How to get the best photo and video results of your vessel

By Jack Mahoney

  • Start with a clean yacht. Wash and wax the exterior. Shiny boats draw considerably more attention which leads to more bidders and higher bids. Clean, polish, and vacuum the interior. Remove everything from the interior that is not going with the vessel. There should be no personal items at all seen in photos and bedding should be tidy. The boat should have the appearance that it could be turned over to a new owner that day. Clean your lens, too, especially when using a smart phone.
  • The right light is critical. The best lighting conditions are in the ‘soft’ sunlight in the late afternoon or early evening, or at dusk using a flash. At dusk with a flash produces great pictures. They’re best taken from reasonably close distances, so the flash can do its job. The beauty of dusk, especially for boats in slips, is that the flash captures what you want while other objects and boats in the background are not prominently seen.

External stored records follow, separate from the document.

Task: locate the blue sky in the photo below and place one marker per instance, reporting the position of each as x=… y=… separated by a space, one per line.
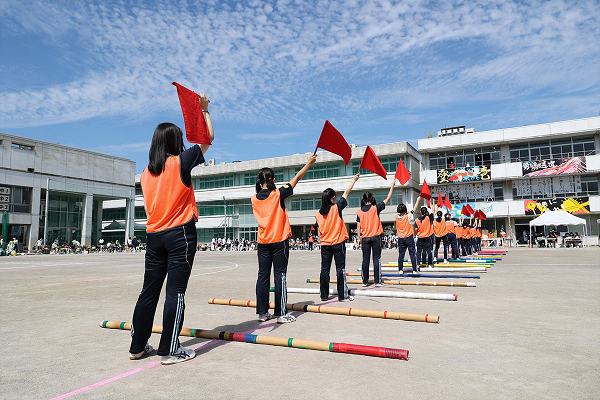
x=97 y=74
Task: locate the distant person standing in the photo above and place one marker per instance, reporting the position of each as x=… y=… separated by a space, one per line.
x=171 y=239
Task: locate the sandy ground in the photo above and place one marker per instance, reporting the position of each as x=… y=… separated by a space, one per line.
x=530 y=329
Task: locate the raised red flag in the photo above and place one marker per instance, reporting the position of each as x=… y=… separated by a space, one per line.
x=196 y=130
x=447 y=203
x=332 y=140
x=465 y=211
x=402 y=173
x=425 y=193
x=371 y=162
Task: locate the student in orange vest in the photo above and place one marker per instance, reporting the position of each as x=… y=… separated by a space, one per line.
x=440 y=229
x=171 y=239
x=273 y=247
x=424 y=236
x=333 y=234
x=369 y=233
x=405 y=229
x=452 y=236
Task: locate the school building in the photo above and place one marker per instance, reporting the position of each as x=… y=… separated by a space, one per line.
x=53 y=191
x=515 y=174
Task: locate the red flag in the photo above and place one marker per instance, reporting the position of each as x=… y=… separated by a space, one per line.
x=371 y=162
x=332 y=140
x=425 y=193
x=465 y=212
x=402 y=173
x=471 y=211
x=447 y=203
x=196 y=130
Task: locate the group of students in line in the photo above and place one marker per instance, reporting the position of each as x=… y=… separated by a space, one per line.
x=171 y=238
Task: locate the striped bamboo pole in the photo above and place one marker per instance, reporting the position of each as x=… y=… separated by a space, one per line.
x=379 y=293
x=375 y=351
x=420 y=275
x=335 y=310
x=408 y=283
x=434 y=269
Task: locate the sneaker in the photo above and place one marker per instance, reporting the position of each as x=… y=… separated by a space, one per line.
x=264 y=317
x=284 y=319
x=147 y=350
x=181 y=355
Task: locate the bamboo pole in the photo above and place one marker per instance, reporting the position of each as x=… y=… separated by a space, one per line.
x=375 y=351
x=434 y=269
x=420 y=275
x=379 y=293
x=409 y=283
x=335 y=310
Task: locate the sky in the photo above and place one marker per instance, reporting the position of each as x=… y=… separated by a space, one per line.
x=97 y=75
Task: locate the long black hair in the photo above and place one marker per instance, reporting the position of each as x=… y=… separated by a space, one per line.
x=368 y=198
x=167 y=140
x=328 y=194
x=265 y=175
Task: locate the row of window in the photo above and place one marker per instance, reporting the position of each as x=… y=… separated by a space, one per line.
x=552 y=149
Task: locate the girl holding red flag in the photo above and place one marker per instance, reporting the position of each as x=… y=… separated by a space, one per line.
x=333 y=234
x=171 y=238
x=369 y=233
x=273 y=246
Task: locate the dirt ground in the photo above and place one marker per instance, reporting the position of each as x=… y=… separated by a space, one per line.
x=530 y=329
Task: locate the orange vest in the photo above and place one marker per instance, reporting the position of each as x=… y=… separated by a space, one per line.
x=370 y=224
x=273 y=222
x=439 y=228
x=168 y=201
x=403 y=227
x=424 y=228
x=332 y=229
x=450 y=227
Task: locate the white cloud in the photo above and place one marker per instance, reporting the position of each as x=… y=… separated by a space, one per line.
x=287 y=64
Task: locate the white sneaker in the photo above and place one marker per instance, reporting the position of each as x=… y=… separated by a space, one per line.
x=264 y=317
x=181 y=355
x=284 y=319
x=147 y=350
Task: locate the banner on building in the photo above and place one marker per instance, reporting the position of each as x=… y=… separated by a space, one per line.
x=574 y=205
x=573 y=165
x=486 y=207
x=467 y=174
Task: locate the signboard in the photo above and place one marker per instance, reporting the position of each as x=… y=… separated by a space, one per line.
x=574 y=165
x=467 y=174
x=487 y=208
x=574 y=205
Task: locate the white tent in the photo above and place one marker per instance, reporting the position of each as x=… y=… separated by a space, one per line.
x=556 y=218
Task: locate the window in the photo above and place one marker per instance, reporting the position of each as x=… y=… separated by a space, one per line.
x=211 y=182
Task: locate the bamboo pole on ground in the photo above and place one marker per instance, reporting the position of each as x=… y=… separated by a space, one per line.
x=409 y=283
x=384 y=352
x=420 y=275
x=378 y=293
x=335 y=310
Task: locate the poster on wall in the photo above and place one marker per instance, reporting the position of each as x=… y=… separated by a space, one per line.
x=573 y=165
x=574 y=205
x=467 y=174
x=486 y=207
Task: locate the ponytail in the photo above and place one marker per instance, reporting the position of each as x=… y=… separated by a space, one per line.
x=328 y=194
x=265 y=175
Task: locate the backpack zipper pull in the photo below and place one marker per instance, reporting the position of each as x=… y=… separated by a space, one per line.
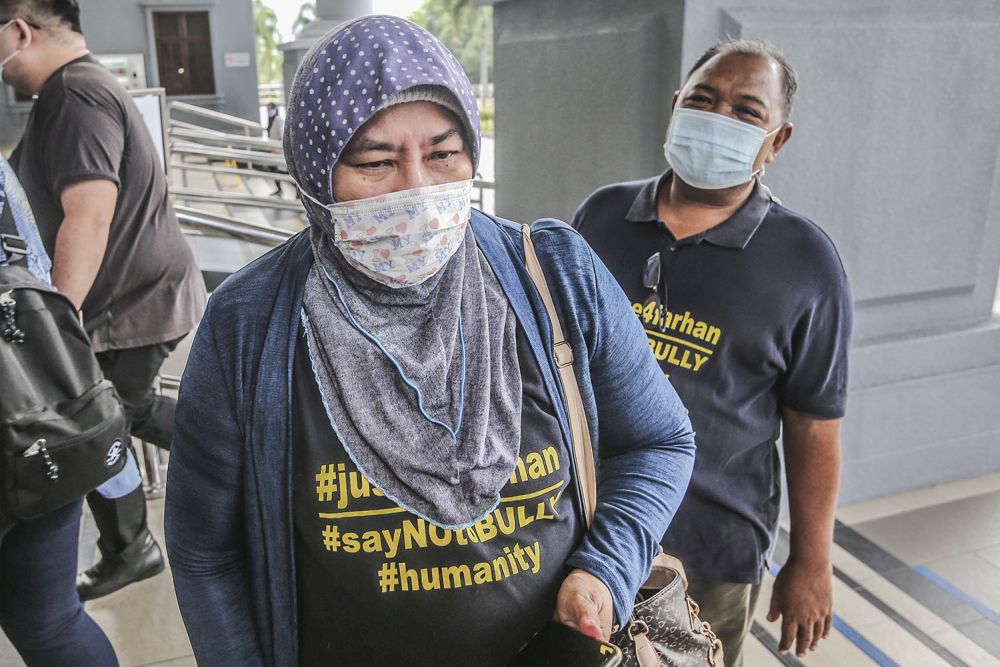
x=10 y=332
x=38 y=447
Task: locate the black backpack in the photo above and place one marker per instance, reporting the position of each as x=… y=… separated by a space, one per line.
x=63 y=431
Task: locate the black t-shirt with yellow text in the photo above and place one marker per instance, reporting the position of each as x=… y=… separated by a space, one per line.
x=757 y=319
x=378 y=585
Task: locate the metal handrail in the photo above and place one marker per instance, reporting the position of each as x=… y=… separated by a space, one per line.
x=231 y=226
x=236 y=198
x=200 y=212
x=188 y=148
x=224 y=139
x=218 y=116
x=236 y=171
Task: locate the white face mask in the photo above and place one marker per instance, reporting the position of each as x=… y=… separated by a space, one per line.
x=711 y=151
x=11 y=56
x=402 y=238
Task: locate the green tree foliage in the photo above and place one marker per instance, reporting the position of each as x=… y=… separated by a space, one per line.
x=460 y=25
x=269 y=57
x=307 y=12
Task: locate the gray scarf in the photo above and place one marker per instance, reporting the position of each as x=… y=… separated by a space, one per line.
x=422 y=384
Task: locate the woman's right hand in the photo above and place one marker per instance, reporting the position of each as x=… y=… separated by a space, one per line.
x=585 y=604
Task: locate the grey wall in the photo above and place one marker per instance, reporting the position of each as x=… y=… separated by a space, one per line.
x=583 y=95
x=895 y=155
x=123 y=26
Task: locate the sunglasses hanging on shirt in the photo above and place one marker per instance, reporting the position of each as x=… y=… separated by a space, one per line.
x=658 y=291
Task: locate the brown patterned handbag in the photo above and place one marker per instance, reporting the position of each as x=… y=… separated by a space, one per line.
x=664 y=628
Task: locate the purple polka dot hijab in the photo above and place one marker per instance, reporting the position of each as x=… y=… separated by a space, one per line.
x=347 y=77
x=422 y=384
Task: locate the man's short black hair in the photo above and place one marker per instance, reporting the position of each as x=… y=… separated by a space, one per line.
x=50 y=14
x=760 y=48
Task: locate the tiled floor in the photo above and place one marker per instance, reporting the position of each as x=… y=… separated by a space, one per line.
x=917 y=583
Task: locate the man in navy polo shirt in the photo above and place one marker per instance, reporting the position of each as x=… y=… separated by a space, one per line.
x=747 y=308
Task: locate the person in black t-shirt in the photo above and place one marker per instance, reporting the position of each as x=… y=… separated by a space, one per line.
x=98 y=189
x=747 y=308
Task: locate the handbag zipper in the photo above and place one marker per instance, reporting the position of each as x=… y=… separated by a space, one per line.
x=10 y=332
x=38 y=447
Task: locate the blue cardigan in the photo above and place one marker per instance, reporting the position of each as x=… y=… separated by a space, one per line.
x=229 y=508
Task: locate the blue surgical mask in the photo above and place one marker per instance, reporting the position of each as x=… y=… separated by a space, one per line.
x=711 y=151
x=11 y=56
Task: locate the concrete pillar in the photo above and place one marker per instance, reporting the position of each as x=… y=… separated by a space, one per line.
x=895 y=155
x=329 y=14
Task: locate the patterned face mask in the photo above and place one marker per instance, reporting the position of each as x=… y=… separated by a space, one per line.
x=402 y=238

  • The exterior. The job of the photographer is to include the entire vessel. This isn’t easy so think of the job as putting together a mosaic. You want prospective buyers to see your boat in the very condition it is, with no exceptions. To accomplish this, we will utilize photos from both the seller and surveyor. If the boat is out of the water, take as many photos of the underside as possible; propeller, rudder, keel, thru-hulls, snap a picture of the hull identification number, etc. Topside, take as many pictures as necessary for a buyer to see everything; steering wheel, gauges, brightwork, blocks, anchor, chain, windlass, rigging, etc. Taking a short one-minute video, if possible, of the engine cold start is highly recommended.
  • The interior. Turn on the lights and begin with a comprehensive overview. Play around with the panorama option with smartphone cameras. Start with a wide-angle lens and photograph as much of the interior as you can. Then, focus on the details; instruments, chart table, nav station, engine, bilge, head, galley, portlights, brightwork, etc. The detail photos don’t have to be masterpieces. They’re used to provide prospective so bidders can get a true understanding of the vessel to determine if further due diligence is warranted.
  • Show it all; the good, the bad, and the ugly. Don’t hide or “photoshop” any problems. Show the flaws up front rather than waiting for discovery during onsite due diligence inspections. Start with wide shots and work closer. Details matter. Shoot the condition of the exterior and interior. Transparency leads to confidence. Most auctions have over 100 high-quality photos, and some include video and drone footage. Make your vessel stand out, but above all be sure the photos accurately and objectively showcase the boat in its true condition.
  • Vary your view. Bend your knees, try to get up high, move back, get close, with exterior shots use a standard lens or a telephoto lens, if needed. The only time we use a wide-angle lens is to photograph the interior.